Melihat dari sikapnya, aku tau ia sangat menyanyangiku, tetapi akupun
kadang merasa jenuh dan cape juga melayaninya di setiap pagi hari. Aku sebenarnya sayang juga padanya karena ialah satu-satunya orang di
rumah ini yang paling menyayangiku, meski anak dan istrinya berlaku baik juga padaku, tetapi rasa sayang si
lelaki separuh baya itu melebihi seluruh keluarga ini.
Pernah di suatu
pagi buta, ketika si lelaki separuh baya itu sedang mendekapku, terdengar suara istrinya dari dalam rumah
memanggil-manggil si lelaki separuh baya itu, “Pak ... pak, kamu dimana ? tuh si ade nangis terus, tolong
di jagain dulu, aku mau ke pasar!”,
teriak istrinya sambil mencari-cari si lelaki separuh baya itu.
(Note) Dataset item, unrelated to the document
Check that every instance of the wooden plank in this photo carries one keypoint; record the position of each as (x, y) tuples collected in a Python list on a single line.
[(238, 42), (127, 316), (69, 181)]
Mendengar sang istri memanggilnya,
dekapannya kepadaku segera ia lepaskan, kemudian ia segera berlalu
meninggalkanku yang baru saja akan merasakan kehangatannya. Tubuhku yang mulai menghangat itupun segera ia tinggalkan begitu saja. Aku hanya menghela napas
berat. Dan akupun harus segera bangun dan melakukan tugasku di setiap pagi hari
buta.
Perlakuannya terhadapku membuatku hanya bisa terdiam pasrah. Ada rasa aman dengan
semua yang ia buat padaku, meski sejatinya diusiaku yang cukup dewasa ini aku seharusnya
sudah memiliki pasangan hidup atau setidaknya kekasih. Tetapi hingga detik ini
aku masih sendiri, tak banyak hal yang dapat aku perbuat dengan semuanya ini,
aku hanya bisa nrimo. Memang hidupku ini
sangat tergantung dengan keluarga ini, terutama tergantung dengan si lelaki separuh baya itu.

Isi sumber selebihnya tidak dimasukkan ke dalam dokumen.